ISOPro: A Reference Implementation of Grounded Continuous Evaluation

ISOPro is a simulation-based fine-tuning and evaluation framework for language models. It is the reference implementation of the Grounded Continuous Evaluation (GCE) framework described in:

Beyond Static Snapshots: A Grounded Evaluation Framework for Language Models at the Agentic Frontier. Under review, NeurIPS 2026.

GCE argues that current LLM evaluation practice suffers from four structural validity failures — distributional, temporal, scope, and process invalidity — that compound in RLHF and make reward hacking a predictable consequence of evaluation design rather than an unpredictable training pathology. ISOPro demonstrates that these failures can be addressed architecturally, on a consumer laptop, by replacing the learned reward model with a deterministic verifier and updating LoRA adapter weights on CPU.


Headline Results

On resource-constrained project scheduling (RCPSP) with Qwen 2.5 3B Instruct, across six compositional difficulty tiers (T0–T5):

Method T0 T1 T2 T3 T4 T5 Mean Trains?
Zero-shot 80% 0% 0% 0% 0% 0% 13.3% No
3-shot 20% 0% 0% 20% 0% 0% 6.7% No
Multi-turn (×3) 100% 0% 0% 0% 0% 0% 16.7% No
IsoZero (simulation) 100% 60% 20% 20% 0% 0% 33.3% No
ISOPro + LoRA 100% 66.7% 0% 66.7% 0% 0% 39.8% ± 3.5 Yes

Eval: 3–5 problems per tier, 3 seeds. ISOPro: 6 iterations, 504 rollouts, 119 correct traces. Hardware: Apple M1, 32GB unified memory, ~90 min, peak memory <8GB, 0.216% trainable parameters, no GPU required.

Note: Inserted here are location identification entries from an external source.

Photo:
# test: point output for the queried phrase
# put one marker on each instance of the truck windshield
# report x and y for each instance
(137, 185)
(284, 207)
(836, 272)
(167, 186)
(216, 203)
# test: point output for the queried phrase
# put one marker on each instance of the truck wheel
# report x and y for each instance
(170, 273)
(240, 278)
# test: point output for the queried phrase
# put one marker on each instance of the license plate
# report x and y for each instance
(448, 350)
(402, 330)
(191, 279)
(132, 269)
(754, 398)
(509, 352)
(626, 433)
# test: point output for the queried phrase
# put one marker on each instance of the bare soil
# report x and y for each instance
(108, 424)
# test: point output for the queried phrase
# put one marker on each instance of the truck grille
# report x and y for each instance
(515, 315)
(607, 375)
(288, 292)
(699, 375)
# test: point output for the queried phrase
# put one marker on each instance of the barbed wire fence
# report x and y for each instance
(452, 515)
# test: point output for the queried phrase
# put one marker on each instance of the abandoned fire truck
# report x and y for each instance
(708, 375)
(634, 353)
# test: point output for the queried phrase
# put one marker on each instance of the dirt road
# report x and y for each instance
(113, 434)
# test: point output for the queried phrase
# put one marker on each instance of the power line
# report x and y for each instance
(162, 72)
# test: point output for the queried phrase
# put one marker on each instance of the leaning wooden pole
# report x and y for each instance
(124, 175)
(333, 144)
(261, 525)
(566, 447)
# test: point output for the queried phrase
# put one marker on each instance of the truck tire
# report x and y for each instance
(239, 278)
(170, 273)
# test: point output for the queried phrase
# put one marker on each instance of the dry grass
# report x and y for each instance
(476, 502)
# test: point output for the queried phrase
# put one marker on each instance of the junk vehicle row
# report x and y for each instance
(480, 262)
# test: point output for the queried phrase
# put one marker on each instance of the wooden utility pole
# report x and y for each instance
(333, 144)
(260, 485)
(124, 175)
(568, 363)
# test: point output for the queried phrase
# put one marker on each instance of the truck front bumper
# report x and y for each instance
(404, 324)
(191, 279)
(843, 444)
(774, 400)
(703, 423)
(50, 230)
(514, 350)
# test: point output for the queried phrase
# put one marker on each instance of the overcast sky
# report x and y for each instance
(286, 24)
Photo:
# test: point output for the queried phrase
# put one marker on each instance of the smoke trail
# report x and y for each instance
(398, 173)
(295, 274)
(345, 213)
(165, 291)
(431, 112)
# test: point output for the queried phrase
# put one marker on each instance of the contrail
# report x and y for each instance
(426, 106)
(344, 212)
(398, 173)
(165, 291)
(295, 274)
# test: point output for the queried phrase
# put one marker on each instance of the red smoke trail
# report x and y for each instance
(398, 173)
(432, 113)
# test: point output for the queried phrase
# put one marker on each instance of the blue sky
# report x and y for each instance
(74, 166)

A 3.0× improvement over zero-shot is achieved without oracle solutions, without a reward model, and without a KL penalty.

Per-tier accuracy across evaluation conditions


What ISOPro Implements

ISOPro consists of three layers — a simulation environment layer with deterministic verifiers, an LLM agent layer, and a communication wrapper managing state, evaluation, and feedback loops — and four mechanisms that collectively instantiate GCE:

1. Gradient descent on correct reasoning traces

When the model produces a verified-correct answer, ISOPro runs a forward pass with prompt tokens masked (labels set to -100) and computes loss only on the generated tokens. The gradient signal is the reasoning trajectory that produced correctness. This is process-level supervision: the model is trained on the reasoning, not on correctness as a label.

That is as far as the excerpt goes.